Persistence leads to hot-spot solution

The Reliability in Action department features case studies submitted by our readers. To have your case study considered for inclusion in an upcoming issue, e-mail it to or mail it to Reliable Plant, P.O. Box 87, Fort Atkinson, WI 53538. If we publish your case study, we'll send you an official Reliable Plant T-shirt. This issue's case study was written by a predictive maintenance specialist at an electric company in the western United States:

In November 2005, a routine infrared survey located hot spots on isophase bus tube ducts. Initial thoughts led our team to believe that the heat was generated from corrosion-laden bolts. Therefore, recommendations to repair the hot spot dealt strictly with these bolts and the close surroundings. However, when initial recommendations failed to resolve the problem, the phenomenon and solution was in question. How could corrosion cause hot spots in these bolts and no hot spots in the many other bolts in the same area? A recent outage would reveal the root cause.


Hot spot 1 is displayed in photograph and infrared form.

Area, location and description: The troubled area bolts were located on the isophase bus ducts connecting the 180-megawatt generator to the 13.8-kilovolt main transformer, and also near the auxiliary transformer. The bolts connected bonding jumpers between ducts. A total of five troubled areas were found.

Findings: Upon routine infrared rounds, the following shots were observed (see photos on this and subsequent page).

Initial recommendations: We were consulted that this event was a "common anomaly in many isophase systems." Apparently, induction causes heating in iron bolts, washers or both. Also, circulating currents through grounded isophase bus duct and support beam systems can cause heating. The grounding strap normally carries the most heat and could continue heating to the melting point.


Hot spot 2 is displayed in photograph and infrared form.

The recommendation was, first of all, to change the bolt and washer to stainless non-ferrous hardware. The second option was to clean all grounding straps on the ducts. The idea was that these grounding straps were taking all of the current and the other "cold" straps were not.

This work was completed and a post-work infrared survey done. The survey found that the situation was unresolved. While the heating of the isophase bus was a common issue in industry, we were experiencing something quite different. The answer would be found when investigating recent work done on the ducts and transformers.

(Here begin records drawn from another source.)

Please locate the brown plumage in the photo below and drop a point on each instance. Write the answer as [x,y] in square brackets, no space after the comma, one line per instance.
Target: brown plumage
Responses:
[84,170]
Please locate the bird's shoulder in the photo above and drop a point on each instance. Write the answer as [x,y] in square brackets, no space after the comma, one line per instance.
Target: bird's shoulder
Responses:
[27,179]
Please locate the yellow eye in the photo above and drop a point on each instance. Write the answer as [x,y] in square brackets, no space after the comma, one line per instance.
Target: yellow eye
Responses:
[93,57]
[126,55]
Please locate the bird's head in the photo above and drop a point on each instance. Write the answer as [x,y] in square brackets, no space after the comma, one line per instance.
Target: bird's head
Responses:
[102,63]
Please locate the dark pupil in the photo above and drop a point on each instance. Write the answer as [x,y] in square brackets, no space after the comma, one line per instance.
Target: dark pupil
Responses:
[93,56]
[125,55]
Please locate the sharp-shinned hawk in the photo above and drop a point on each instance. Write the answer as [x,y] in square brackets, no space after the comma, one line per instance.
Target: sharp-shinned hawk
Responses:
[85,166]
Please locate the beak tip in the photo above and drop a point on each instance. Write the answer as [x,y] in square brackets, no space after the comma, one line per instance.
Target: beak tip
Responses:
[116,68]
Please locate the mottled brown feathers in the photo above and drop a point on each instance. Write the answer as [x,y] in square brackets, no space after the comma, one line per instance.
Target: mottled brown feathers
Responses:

Hot spot 3 is displayed in photograph and infrared form.

Recent outage/action: As the history on this equipment was researched, we discovered that personnel working on the transformer had cut the shorting plate (see below) at the main transformer in order to replace the center bushing during the overhaul. Cutting the shorting plate changed the dynamics of the induced currents in the three phases and allowed circulating currents to build up. This caused the high temperatures in the grounding straps' bolts.

Post-repair condition: Post-temporary repair conditions were acceptable, and plans for permanent repairs were made. After the final repairs, heating in all areas was once again normal.


Hot spot 4 is displayed in photograph and infrared form.




Hot spot 5 is displayed in photograph and infrared form.


After the final repairs, heating in all of the areas was once again normal.


Another view showing that heating was once again normal.



Personnel working on the transformer had cut the shorting plate.